Сейчас я возглавляю общественную организацию «Рідна стежка» — мы помогаем бердянцам , которые находятся в Запорожье и вообще в Украине: гуманитарной помощью, лекарствами, оказываем юридическую и психологическую поддержку. Мы открыли образовательное пространство для детей: они бесплатно изучают английский, информатику. Мы поддерживаем наших военных. А сейчас еще помогаем Монике Андрушевской собирать свидетельства , в частности — сексуального насилия со стороны российских военных. Польский Центр документирования российских преступлений в Украине имени Рафала Лемкина использует их в своих открытых отчетах.
* * *
Оккупированный Бердянск сейчас — настоящее гетто. Выехать практически невозможно. Разве что через Крым , а оттуда люди должны коридором ехать до аэропорта в Москве, где попадают в фильтрационный лагерь. Из десяти бердянцев троих не выпускают, они возвращаются назад.
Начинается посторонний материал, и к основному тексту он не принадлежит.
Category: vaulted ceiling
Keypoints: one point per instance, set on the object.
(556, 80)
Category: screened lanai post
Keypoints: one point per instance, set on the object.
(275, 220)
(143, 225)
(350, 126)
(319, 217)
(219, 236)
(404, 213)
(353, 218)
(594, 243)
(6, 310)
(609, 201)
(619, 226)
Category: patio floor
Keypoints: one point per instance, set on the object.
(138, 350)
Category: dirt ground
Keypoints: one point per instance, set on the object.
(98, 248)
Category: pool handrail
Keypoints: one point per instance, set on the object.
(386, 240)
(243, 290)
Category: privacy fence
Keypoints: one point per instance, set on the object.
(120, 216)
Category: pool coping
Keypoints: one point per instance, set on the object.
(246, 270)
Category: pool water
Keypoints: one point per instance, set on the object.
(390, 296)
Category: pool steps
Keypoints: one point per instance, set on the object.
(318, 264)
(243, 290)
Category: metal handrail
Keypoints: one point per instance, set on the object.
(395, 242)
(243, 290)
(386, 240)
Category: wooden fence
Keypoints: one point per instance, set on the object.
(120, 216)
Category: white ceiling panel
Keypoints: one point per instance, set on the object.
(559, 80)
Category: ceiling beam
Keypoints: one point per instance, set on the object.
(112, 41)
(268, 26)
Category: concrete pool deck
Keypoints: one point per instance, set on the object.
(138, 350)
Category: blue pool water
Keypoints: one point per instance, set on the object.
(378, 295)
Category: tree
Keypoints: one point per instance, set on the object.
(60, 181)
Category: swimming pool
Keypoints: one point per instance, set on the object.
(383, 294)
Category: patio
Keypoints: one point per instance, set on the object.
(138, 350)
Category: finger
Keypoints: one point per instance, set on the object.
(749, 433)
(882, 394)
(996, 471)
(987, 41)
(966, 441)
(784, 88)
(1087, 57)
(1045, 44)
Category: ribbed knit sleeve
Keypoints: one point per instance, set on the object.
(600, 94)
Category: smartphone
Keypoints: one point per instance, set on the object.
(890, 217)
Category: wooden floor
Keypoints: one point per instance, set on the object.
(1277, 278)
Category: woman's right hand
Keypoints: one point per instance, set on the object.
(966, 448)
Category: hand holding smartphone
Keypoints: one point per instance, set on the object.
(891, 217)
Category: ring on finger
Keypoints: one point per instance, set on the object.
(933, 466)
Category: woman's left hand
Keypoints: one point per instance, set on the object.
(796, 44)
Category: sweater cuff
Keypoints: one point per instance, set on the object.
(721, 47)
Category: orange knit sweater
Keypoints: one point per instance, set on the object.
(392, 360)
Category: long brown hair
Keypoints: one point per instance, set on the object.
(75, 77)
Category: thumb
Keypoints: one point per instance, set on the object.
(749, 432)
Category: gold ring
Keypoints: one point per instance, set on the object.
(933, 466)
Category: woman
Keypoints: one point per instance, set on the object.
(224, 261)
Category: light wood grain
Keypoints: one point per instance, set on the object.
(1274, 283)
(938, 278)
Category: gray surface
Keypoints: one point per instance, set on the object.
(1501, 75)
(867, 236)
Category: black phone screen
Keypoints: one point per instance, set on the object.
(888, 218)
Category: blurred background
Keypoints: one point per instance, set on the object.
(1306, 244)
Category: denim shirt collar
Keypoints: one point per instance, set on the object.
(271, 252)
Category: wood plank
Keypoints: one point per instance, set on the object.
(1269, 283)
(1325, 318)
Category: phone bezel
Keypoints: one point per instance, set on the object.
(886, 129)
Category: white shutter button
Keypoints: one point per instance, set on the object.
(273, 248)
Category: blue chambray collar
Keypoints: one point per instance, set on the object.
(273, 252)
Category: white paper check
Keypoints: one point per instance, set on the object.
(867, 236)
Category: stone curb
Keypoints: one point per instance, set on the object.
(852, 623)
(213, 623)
После 24 февраля выехало 50 процентов населения Бердянска. Люди начали бежать сразу после вторжения , но массово — осенью 2022 года, когда проходили псевдовыборы и оккупанты начали ходить по домам с оружием.
Сейчас город чужой. Поприезжали буряты с семьями. Они занимают наши квартиры , носят нашу одежду, пользуются нашими вещами.
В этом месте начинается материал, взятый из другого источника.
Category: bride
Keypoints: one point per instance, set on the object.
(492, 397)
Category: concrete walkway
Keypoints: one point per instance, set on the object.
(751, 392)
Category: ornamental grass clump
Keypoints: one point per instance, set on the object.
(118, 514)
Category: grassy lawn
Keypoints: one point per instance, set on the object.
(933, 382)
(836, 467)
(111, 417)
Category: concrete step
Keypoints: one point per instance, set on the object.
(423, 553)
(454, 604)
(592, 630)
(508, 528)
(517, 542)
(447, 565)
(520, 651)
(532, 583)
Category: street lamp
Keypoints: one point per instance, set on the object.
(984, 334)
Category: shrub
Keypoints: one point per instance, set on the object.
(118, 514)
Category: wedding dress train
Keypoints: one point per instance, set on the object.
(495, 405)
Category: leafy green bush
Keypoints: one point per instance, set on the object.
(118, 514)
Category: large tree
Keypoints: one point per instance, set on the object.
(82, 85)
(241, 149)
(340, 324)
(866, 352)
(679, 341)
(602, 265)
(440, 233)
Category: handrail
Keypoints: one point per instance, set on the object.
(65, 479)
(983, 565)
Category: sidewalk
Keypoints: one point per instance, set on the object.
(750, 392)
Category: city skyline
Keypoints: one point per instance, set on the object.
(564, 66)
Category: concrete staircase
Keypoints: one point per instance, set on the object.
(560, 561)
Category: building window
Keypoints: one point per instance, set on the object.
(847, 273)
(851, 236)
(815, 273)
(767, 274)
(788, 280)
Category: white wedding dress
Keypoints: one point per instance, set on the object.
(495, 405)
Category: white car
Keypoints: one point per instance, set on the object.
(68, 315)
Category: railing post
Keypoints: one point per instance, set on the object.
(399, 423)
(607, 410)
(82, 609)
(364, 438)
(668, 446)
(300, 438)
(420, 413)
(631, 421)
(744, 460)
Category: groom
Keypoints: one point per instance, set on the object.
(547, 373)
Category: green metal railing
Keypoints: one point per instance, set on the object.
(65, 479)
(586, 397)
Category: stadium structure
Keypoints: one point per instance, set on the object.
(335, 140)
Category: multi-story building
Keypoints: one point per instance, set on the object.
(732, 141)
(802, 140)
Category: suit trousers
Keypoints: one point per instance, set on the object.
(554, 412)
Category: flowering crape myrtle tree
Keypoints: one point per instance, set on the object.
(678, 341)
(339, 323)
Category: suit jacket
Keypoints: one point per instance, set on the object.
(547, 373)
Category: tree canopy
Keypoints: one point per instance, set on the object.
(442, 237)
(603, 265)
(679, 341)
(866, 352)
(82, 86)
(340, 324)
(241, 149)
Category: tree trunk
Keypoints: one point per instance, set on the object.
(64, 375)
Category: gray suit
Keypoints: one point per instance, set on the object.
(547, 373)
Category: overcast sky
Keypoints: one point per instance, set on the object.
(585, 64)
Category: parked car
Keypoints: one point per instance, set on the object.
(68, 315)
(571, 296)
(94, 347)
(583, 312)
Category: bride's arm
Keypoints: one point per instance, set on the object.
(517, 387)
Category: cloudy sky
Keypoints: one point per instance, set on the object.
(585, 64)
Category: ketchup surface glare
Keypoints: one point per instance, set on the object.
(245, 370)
Когда у меня дома проводили обыск , прицепились к микроволновке. Она у меня была сенсорная, без кнопок, ничего не видно. А бурят мне тычет оружием в спину и говорит: открывай сейф. Вот такие пришли нас «освобождать».
Сейчас оккупанты описывают пустые квартиры , готовятся открыть реестр и продажу жилья — «бесхозного», как они говорят. Продолжается массовая выдача паспортов: если ты не получил паспорт РФ, то не можешь обратиться к врачу. Даже на кладбище не можешь поехать без российского паспорта. Если не отдашь ребенка в их школу, то сначала штраф выписывают, а потом лишают тебя родительских прав и отправляют ребенка в интернат. Было такое, что детей отобрали и увезли в Тамбов. И родители не знали, вернутся дети или нет. Через неделю их, к счастью, привезли назад. Это должно было стать для родителей уроком.
У меня дома сейчас живут кадыровцы — 10–12 человек. Постоянно устраивают гулянки. Магазин кому-то передарили , какое-то время он работал, но, видимо, им мозгов не хватило этим заниматься, потому что сейчас он закрыт. Это мне передают знакомые из Бердянска. У меня во дворе есть семиметровый флагшток, на верхушке которого — металлический тризуб, а под ним, на три метра ниже, висит их трехцветная тряпка. Мне недавно прислали такую фотографию. Даже сейчас в моем дворе, несмотря ни на что, тризуб над триколором.
* * *
Больше всего я мечтаю о том , чтобы вернуться домой, о победе. Хочу, чтобы прекратились страдания нашего народа, потому что не понимаю, чем украинцы провинились.
Как и все бердянцы , я очень скучаю по морю. Где бы я ни была, иду к воде. В Запорожье, например, иду к Днепру. В Бердянске есть Бердянская коса, которая на 18 километров вдается в море. Я живу на 16-м километре. С трех сторон меня окружает море. Когда я ложусь спать, окна всегда раскрыты настежь, и я слышу море… Видите, я даже сейчас говорю про Бердянск в настоящем времени.
Я хочу мира , но не простого, а победного. Чтобы мы вернулись к своим границам, чтобы я пошла к маме на могилу в Донецке. Чтобы я вернулась домой, в свой Бердянск, и так, как когда-то устраивала Марши независимости, так теперь устроила бы Марш победы.